1. La recherche bibliographique

Nous avons recensé plus d'une centaine de références bibliographiques où il est question des réalités des lesbiennes âgées, de leurs besoins en termes de services sociaux et de santé ainsi que de l'adaptation des services à ces besoins (voir annexe 1). Pour ce faire, nous avons consulté les sources suivantes :

  • Catalogues informatisés des bibliothèques universitaires : UQAM, université de Montréal, université Concordia et université McGill.
  • Bibliographies : (2000) Documenting Visibility : Selected Bibliography on Lesbian and Bisexual Women's Health, BC Centre of Excellence for Women's Health; Cahill, Sean, Ken South et Jane Spade (2000), Outing Age : Public Policy Issues Affecting Gay, Lesbian, Bisexual, and Transgender Elders, National Gay and Lesbian Task Force, New York. Nous avons également pris note des références bibliograhiques dans les articles lus et/ou résumés.
  • Centres de documentation : centre de documentation du Centre communautaire des gais et des lesbiennes de Montréal; centre de documentation de l'Institut Simone de Beauvoir, Université Concordia.
  • Index thématiques informatisés : Current Contents, Dissertation Abstracts, Mass Full Text, Psychinfo, Repères, Sociological Abstracts (Sociofile).
  • Sites internet : National Gay and Lesbian Task Force (États-Unis) (http://nRltf.org); http://queertheory.com; http://classicdykes.com

Pour ce qui est des écrits portant sur les réalités des lesbiennes âgées (leurs conditions de vie, leur adaptation au vieillissement, leur réseau social et familial, etc.), nous avons retenu la totalité des textes parus depuis les 20 dernières années. En visant ainsi l'exhaustivité, nous avons pu repérer, parmi l'ensemble des titres recensés, les études empiriques originales réalisées sur ce groupe d'âge. Nous avons constaté que celles-ci sont relativement peu nombreuses, ce qui constitue en soi un indicateur du faible niveau de développement de la recherche. Ces enquêtes, même lorsqu'elles datent de plusieurs années, sont fréquemment citées par la suite, faisant l'objet de relectures sélectives et qui ne concordent pas toujours entre elles. C'est pourquoi il nous a semblé important de pouvoir les identifier comme telles afin d'en interpréter les résultats (ou ce qui en était rapporté) en tenant compte du moment de leur réalisation et afin de pouvoir les consulter au besoin.Pour les autres thèmes, à savoir l'inventaire des besoins généraux et spécifiques des lesbiennes âgées, l'adaptation ou le manque d'adaptation des services sociaux et de santé, les attitudes des intervenant.e.s (professionnels, gestionnaires et autres) envers la clientèle homosexuelle ainsi que les alternatives à mettre en place, nous avons sélectionné les références les plus récentes, lesquelles fournissent des informations pertinentes pour le contexte actuel. Nous avons également inclus quelques écrits traitant du rapport des lesbiennes de tout âge au système de santé en général. En effet, leur regard critique met en évidence certains obstacles à l'accessibilité des services qui nous semblent applicables a fortiori à la cohorte des lesbiennes âgées.
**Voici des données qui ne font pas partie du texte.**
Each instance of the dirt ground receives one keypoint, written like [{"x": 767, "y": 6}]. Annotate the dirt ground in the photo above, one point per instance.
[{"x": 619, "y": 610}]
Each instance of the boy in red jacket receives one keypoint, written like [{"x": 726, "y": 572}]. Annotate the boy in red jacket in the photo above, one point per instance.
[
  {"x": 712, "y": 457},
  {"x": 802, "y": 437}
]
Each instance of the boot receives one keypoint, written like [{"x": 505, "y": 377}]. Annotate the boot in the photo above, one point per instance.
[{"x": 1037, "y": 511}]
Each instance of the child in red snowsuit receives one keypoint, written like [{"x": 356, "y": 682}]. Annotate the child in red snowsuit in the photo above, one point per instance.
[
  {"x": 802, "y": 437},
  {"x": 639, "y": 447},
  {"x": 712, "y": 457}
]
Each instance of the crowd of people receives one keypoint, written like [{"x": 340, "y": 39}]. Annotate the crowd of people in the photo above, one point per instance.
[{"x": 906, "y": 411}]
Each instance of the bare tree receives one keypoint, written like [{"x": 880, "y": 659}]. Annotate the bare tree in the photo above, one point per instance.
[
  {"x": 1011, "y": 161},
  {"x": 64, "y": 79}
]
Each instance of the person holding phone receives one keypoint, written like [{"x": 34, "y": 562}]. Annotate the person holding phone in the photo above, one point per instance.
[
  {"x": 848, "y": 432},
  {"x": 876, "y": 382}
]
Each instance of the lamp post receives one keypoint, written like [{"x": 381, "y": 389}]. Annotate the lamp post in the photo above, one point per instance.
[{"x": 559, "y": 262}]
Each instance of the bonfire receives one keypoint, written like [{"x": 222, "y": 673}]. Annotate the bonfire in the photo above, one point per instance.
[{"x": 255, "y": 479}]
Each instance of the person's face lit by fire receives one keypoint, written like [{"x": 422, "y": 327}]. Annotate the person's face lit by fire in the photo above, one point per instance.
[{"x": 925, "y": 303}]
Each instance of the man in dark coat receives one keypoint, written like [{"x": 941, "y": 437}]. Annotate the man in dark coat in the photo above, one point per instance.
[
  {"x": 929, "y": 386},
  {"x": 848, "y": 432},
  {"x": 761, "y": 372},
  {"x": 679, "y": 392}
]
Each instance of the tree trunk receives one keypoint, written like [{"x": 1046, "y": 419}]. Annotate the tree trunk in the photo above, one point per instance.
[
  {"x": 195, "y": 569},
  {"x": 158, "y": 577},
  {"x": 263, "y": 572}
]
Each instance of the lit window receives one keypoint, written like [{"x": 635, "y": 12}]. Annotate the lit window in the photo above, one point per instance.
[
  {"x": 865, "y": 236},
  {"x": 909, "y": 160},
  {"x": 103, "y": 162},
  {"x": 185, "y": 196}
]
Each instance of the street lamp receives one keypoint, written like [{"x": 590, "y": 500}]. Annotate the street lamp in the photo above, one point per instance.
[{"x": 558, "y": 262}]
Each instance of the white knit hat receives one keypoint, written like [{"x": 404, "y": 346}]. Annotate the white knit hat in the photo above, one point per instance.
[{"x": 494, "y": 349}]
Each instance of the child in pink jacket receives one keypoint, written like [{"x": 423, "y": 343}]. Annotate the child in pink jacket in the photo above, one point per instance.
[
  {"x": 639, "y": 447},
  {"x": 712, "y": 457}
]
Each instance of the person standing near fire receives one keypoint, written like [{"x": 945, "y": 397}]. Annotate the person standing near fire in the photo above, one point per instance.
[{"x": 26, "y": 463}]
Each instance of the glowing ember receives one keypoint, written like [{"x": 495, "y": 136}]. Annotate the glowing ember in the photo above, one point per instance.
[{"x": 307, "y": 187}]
2. La recension des écrits

Vu le grand nombre de titres retenus, la recension des écrits n'a pu s'étendre à la totalité des références bibliographiques. En tout, nous avons repéré et reproduit 36 titres afin de les mettre à la disposition de l'organisme et des chercheures. Mis à part un mémoire de maîtrise et deux rapports de recherche, il s'agit essentiellement d'articles de revue et de chapitres d'ouvrages collectifs. Des fiches de lecture ont été complétées pour 19 de ces titres à partir d'une grille thématique. Une dizaine d'autres textes ont fait l'objet d'une lecture avec prise de notes.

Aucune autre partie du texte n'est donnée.